Marcin Słojewski, Marcin Gałęski, Artur Lemiński, Adam Goł±b, Piotr Petrasz, Andrzej Sikorski
Katedra i Klinika Urologii PAM w Szczecinie



Laparoscopic techniques have been used successfully in the treatment of upper urinary tract neoplasms. The most popular procedure is radical nephrectomy performed both with transperitoneal and retroperitoneal approach. Laparoscopic nephron-sparing surgery (LNSS), whose history goes back to the early nineties of the 20thC, starts to be more often employed. The development of this method was limited to a small number of centers mostly due to technical and surgical problems with hemostasis control. Originally, the indications were restricted to selected cases of small, peripherally located tumors. Along with gained experience and the advance of
hemostatic agents, such operations are performed more often, but still are considered to be technically difficult. In order to achieve the best oncological results this procedure should duplicate the open technique.


The video presents the technique of organ-sparing resection of renal tumor which is used in our center. The case of 31 years-old woman with 5cm solid tumor of the middle part of the left kidney is presented. Each step of the operation is showed and the possible technical problems are pointed out.

Materials and methods.

In our center we routinely employ the retroperitoneoscopic access with 3 or 4 trocars and the patient being placed in lateral position. The kidney is precisely mobilized from surrounding fatty tissue, but the capsule covering the tumor is left intact. The upper ureter and hilar vessels are dissected for clamping or securing in case when the decision about nephrectomy is minded. After localization of tumor margins the line of cutting is marked with J-hook electrocautery. Then, depending on indications, pedicle is clampped with intestinal or laparoscopic Satinsky clamp. Tumor is excised with cold scissors with the margin of normal parenchyma. The repair of pelvicalyceal system entry is performed with single or running suture. The tightness is checked with retrograde injection of indigo carmin. The lodge of the
tumor is coagulated with monopolar or argon-beam electrocautery. In case of larger tumors the renal parenchyma is reconstructed with running suture with a hemostatic bolster. The tumor is placed in a plastic bag and removed. The hilar clamp is released and the hemostasis controlled.

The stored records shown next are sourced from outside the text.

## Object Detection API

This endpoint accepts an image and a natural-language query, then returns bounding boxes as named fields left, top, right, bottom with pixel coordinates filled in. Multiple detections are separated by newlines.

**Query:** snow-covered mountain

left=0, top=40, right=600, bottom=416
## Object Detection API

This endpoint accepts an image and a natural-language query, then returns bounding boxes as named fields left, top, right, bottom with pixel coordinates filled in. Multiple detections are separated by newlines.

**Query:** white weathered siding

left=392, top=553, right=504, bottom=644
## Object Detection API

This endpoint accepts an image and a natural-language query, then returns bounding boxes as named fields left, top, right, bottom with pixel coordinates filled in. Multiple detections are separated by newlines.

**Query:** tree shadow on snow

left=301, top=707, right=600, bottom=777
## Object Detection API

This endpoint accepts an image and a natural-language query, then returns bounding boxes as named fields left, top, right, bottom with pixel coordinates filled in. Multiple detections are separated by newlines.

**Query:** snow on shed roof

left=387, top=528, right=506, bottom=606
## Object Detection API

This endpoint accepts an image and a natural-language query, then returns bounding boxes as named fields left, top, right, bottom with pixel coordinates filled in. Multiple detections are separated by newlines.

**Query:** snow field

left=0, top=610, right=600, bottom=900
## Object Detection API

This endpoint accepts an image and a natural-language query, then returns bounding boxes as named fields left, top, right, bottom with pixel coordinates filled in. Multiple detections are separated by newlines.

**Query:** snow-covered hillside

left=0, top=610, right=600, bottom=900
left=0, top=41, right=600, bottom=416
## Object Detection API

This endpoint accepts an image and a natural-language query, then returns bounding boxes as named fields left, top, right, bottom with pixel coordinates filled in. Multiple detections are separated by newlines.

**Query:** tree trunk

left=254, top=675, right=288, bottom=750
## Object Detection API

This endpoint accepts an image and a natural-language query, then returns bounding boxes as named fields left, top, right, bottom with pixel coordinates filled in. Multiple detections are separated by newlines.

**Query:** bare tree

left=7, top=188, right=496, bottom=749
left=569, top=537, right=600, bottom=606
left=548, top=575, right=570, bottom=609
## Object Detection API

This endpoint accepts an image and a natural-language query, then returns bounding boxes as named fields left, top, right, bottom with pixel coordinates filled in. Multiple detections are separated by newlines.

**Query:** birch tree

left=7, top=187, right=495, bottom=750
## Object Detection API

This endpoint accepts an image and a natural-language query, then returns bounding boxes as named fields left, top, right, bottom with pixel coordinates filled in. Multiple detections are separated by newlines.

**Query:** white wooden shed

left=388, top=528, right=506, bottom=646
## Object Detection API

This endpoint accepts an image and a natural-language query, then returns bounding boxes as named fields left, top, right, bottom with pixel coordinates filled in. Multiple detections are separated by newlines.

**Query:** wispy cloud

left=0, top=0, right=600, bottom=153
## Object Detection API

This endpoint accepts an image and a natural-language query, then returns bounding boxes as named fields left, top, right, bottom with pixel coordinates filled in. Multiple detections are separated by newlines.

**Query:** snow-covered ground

We have performed operations in several dozen of patients in an identical or similar way. The results are presented in a separate paper. In the described above case the operation time was 100 minutes, and the blood loss was evaluated for 50ml. Pathological examination revealed chromophobic carcinoma with negative surgical margins.


1. The technique used by us is duplication of the open procedure. 2. LNSS might be a valuable alternative for open procedures in well-equipped centers with experienced personnel. This study has been financed by 2007-2010 scientific grant for research projects.